|Author||Subject: Re: Replaced!!1|
|Bladeder|| Posted At 12:23:44 07/19/2001
There are also alot of employers who do not know the law as well.
Generally, you cannot be fired while on workers comp or any other type of medical disability. Your employer should treat you the same as they would treat any other employee in the company who has a bona fide medical disability. Example: if somone became pregnant, would they fire her? Not legally. They normally must hold your position open for a certain length of time -- in most cases, 6 months [minimum] to one year. If they don't have a 'policy' in writing as to hold long this would be, a court would base any judgment on 'precedent' [i.e., how long has the company held jobs open for other employees with medical disabilities in the past].

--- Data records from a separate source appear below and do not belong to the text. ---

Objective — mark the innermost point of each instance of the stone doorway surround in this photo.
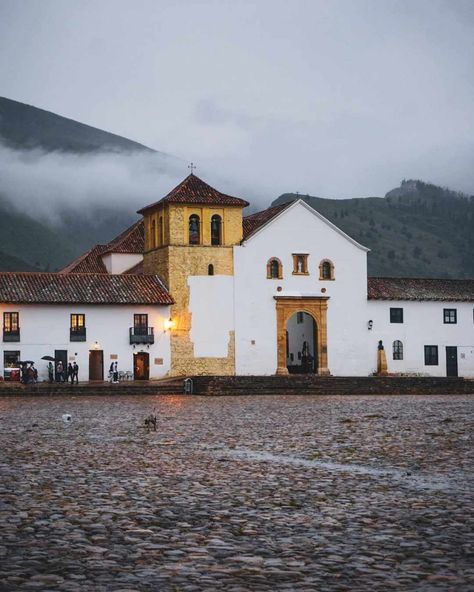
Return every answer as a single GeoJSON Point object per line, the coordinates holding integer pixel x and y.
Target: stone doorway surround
{"type": "Point", "coordinates": [316, 306]}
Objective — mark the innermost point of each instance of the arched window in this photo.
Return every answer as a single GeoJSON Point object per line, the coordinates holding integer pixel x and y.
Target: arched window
{"type": "Point", "coordinates": [160, 232]}
{"type": "Point", "coordinates": [274, 269]}
{"type": "Point", "coordinates": [194, 230]}
{"type": "Point", "coordinates": [326, 270]}
{"type": "Point", "coordinates": [216, 230]}
{"type": "Point", "coordinates": [397, 350]}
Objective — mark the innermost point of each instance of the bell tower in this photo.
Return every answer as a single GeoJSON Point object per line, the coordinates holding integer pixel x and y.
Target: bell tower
{"type": "Point", "coordinates": [191, 232]}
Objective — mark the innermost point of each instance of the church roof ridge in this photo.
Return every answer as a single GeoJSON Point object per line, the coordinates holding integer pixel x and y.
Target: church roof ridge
{"type": "Point", "coordinates": [441, 289]}
{"type": "Point", "coordinates": [82, 288]}
{"type": "Point", "coordinates": [196, 191]}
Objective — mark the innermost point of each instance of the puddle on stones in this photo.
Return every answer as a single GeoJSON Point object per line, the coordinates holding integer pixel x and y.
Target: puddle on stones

If you're still out after 6 months or after any specified time per your company policies, your employer can legally replace you, however, if you are able to return to work after you've been replaced, employers are required to place you in a similar position at a similar salary level -- providing one exists. If no such position is available, they aren't required to create one, and at that point you would be entitled to unemployment benefits due to the reason that you are wanting to work, but can't -- through no fault of your own.
The thing that makes this tricky is that the laws vary somewhat from state to state [I'm from California], but more specifically, size of employer is a major factor. The laws were written so small employers [less than 50 employees] would not be put in difficult situations trying to hold a job open -- which would be more difficult for a small employer, than a large employer where chances are the work can be absorbed by someone performing a similar task.
You should check with you local State Employment office for the specific details as they relate to your state.
When I worked in the HR department of a hospital here in California and an employee would go out on workers comp and receive temporary benefits, we would hold their job open for a year before they were officially replaced. If they were subsequently able to return to work, we would look through our openings for a similar position. If one was not available, we would tell them such, but also tell them to check back at regular intervals. This is the employee's responsibility -- not the employers. The law doesn't "make" employers remember that this person is "out there" and needs to be considered for every opening that comes available. Only after they are informed that the employee is able to return to work, does the employer need to do a pro-active search of its open posiitons for a suitable one. We basically had to keep these people in "limbo" from that point forward because they were no longer technically employees, but if they did inquire about an open position, they needed to be given "preference." The employer was under no obligation to train the former employee for a position they were not qualified for, however, all things being equal, the former injured employee would be the applicant we would be required to select at any point after they were authorized to return to work.
Sorry for writing a book here -- it's an extremely complicated and unclear area of the law. The main thing to consider is the size of the employer with regard to how long they must hold your position open.